The Irish Maritime Development Office, a government body to develop and promote shipping, has advised exporters and importers to examine alternatives to the land bridge since 2019. Direct continental roll-on roll-off and lift-on lift-off routes from Ireland are the “fastest-growing routes” in recent years, it added.
Several new direct freight services have been introduced since 2018 — linking Ireland with ports in France, the Netherlands, Spain and Portugal — despite the availability of swifter roll-on roll-off capacity on the land bridge.
Senior figures in Irish transport say the introduction on January 2 of a new roll-on roll-off service between Rosslare and Dunkirk in France, has the potential to be a game-changer, with six sailings a week in each direction.
DFDS, the Danish operator of the new service, aims to displace a significant portion of the 150,000 shipments on the land bridge.

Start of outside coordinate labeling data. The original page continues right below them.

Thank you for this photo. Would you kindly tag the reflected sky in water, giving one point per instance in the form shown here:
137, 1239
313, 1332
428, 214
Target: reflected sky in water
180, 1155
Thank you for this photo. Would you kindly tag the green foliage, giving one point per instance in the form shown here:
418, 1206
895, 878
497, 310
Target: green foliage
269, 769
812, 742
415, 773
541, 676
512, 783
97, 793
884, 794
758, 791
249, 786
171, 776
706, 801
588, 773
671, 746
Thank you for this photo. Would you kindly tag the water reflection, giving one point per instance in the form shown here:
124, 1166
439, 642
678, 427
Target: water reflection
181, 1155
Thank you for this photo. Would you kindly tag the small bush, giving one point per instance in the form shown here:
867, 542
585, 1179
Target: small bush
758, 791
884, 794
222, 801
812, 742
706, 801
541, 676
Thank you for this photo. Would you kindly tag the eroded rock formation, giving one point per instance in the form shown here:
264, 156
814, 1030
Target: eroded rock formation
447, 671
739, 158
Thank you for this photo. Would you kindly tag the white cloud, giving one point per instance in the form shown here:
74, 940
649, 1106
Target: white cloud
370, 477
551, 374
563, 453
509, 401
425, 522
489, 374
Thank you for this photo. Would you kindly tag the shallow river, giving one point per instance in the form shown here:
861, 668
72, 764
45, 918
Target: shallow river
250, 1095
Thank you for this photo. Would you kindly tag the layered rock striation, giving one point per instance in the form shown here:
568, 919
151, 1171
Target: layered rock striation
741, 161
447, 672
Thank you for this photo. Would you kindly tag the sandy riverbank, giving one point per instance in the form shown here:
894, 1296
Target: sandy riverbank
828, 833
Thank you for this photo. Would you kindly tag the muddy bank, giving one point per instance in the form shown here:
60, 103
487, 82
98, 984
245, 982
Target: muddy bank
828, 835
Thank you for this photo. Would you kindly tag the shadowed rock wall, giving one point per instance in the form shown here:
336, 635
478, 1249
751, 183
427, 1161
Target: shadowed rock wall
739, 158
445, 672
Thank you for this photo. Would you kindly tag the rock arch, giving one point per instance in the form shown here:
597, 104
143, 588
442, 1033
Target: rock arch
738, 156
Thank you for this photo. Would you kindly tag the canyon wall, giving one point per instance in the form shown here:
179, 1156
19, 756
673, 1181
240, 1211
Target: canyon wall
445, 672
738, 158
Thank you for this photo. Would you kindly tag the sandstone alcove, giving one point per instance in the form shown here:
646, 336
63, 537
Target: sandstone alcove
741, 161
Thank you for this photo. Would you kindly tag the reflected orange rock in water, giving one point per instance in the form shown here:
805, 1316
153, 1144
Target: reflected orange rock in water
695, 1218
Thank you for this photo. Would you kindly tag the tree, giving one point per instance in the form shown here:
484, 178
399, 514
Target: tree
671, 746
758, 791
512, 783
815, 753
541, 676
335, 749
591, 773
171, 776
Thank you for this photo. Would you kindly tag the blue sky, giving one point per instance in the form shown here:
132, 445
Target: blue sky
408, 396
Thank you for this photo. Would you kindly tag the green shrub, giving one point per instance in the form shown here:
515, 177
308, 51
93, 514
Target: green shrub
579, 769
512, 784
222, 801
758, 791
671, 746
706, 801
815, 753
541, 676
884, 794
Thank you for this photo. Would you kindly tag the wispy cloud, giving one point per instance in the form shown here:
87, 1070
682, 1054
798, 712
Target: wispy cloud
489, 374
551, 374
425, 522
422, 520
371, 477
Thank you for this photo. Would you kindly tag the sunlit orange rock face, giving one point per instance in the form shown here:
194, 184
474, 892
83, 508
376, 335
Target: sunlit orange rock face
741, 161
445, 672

“We obviously need to eat into that to a relatively large extent,” said Torben Carlsen, chief executive of DFDS. “We probably need 40,000-50,000 of those movements to make this route viable.”

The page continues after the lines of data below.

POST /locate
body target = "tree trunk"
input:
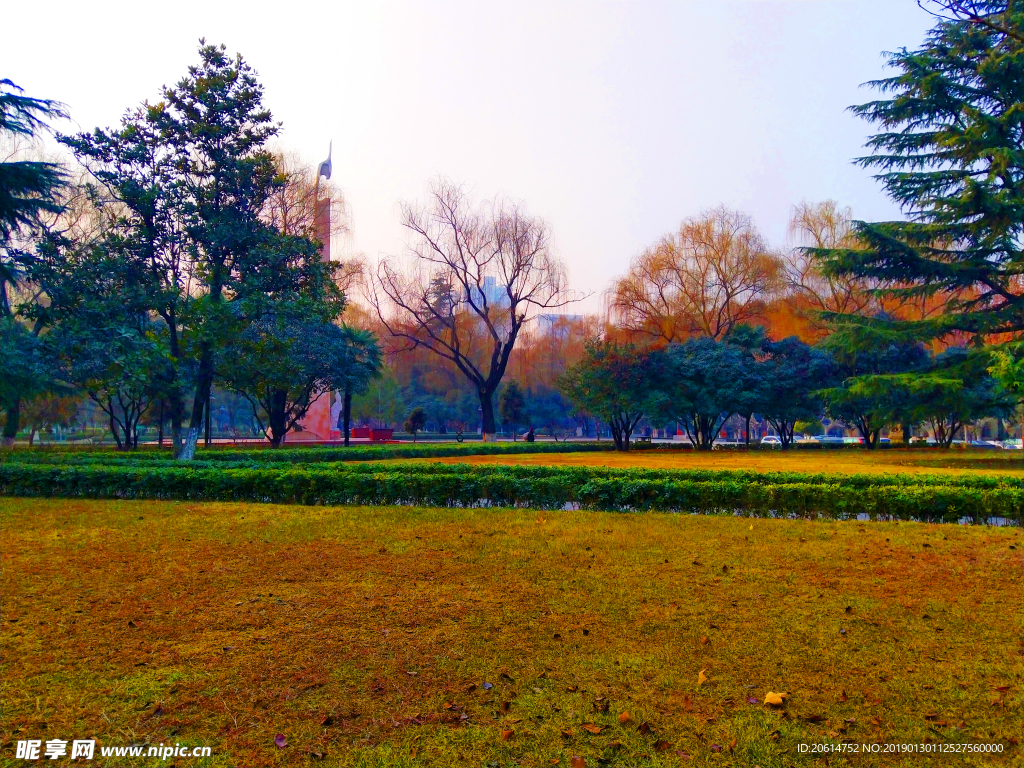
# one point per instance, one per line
(11, 425)
(486, 416)
(206, 437)
(114, 430)
(276, 417)
(203, 386)
(346, 413)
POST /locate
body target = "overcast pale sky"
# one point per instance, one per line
(612, 120)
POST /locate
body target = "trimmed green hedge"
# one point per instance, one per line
(577, 474)
(546, 487)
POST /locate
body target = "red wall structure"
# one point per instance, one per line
(321, 422)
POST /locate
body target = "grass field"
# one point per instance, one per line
(370, 636)
(848, 461)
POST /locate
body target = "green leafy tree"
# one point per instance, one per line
(382, 401)
(794, 372)
(957, 390)
(416, 422)
(949, 154)
(750, 340)
(364, 360)
(512, 406)
(29, 192)
(190, 179)
(707, 381)
(619, 384)
(875, 360)
(283, 365)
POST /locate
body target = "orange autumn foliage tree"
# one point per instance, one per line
(715, 272)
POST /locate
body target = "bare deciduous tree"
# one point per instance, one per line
(480, 273)
(715, 272)
(824, 225)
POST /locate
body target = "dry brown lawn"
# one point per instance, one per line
(407, 637)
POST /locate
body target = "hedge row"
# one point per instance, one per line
(576, 474)
(317, 455)
(454, 488)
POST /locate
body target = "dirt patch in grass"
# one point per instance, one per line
(399, 637)
(846, 461)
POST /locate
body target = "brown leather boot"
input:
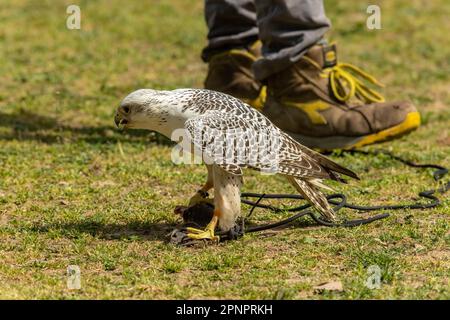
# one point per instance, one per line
(231, 72)
(323, 104)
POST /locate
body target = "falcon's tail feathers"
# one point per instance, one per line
(311, 193)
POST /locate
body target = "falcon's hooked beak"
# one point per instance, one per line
(120, 120)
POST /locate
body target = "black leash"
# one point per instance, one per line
(338, 200)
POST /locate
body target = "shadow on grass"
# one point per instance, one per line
(27, 125)
(110, 231)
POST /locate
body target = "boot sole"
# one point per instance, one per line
(411, 122)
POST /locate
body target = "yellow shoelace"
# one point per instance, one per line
(345, 84)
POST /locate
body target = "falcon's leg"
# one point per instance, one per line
(226, 203)
(202, 194)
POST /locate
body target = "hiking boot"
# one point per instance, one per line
(231, 72)
(323, 105)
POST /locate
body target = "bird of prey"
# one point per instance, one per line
(249, 140)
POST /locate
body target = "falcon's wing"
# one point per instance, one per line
(264, 145)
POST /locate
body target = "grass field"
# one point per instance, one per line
(68, 196)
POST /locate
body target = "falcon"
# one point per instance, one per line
(229, 136)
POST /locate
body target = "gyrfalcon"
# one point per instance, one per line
(229, 135)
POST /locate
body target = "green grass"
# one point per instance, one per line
(68, 196)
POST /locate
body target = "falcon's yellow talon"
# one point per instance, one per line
(207, 234)
(194, 230)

Glenn Carr, general manager of Rosslare port, said freighters had booked “very strong loads” in both directions on the Rosslare-Dunkirk route as the service started at the weekend. Similarly, Stena Line said its first post-Brexit-transition sailing to Cherbourg from Rosslare was sold out.
The Rosslare-Dunkirk sailing takes 24 hours, about six hours longer than travelling between Dublin and Calais via Britain. But going via Dunkirk provides more time on the road after arriving in Europe because truckers will not have been driving for a day. “Their goods will not leave the EU. In addition, the drivers will be rested when they arrive,” Mr Carlsen said.
By contrast, the drive through the British land bridge limits truckers’ hours on the road after they arrive in Calais.
Perennial, an Irish freighter specialising in direct services to the continent, had already moved to boost its capacity to meet a sharp rise in demand before the end of the UK transition period on January 1.
Chris Smyth, Perennial’s commercial director, said: “A lot of it is being driven by the big supermarket chains. The multiples are putting pressure on the fruit importers because they need continuity of supply. On the export side, it’s big Irish meat and dairy producers. Because it’s food product, they want to avoid both the customs documentation and any [sanitary and phytosanitary] checks.”
Mr Carr at Rosslare said supply chain changes in the Brexit era have driven a big rise in direct freight traffic to the continent. “We were down to three sailings per week direct to Europe about 18 months ago. From January we go to 11 direct and from March we go up to 13,” he said.
“What it means is a quadrupling of direct services to mainland Europe and that’s attributable to the market demand.”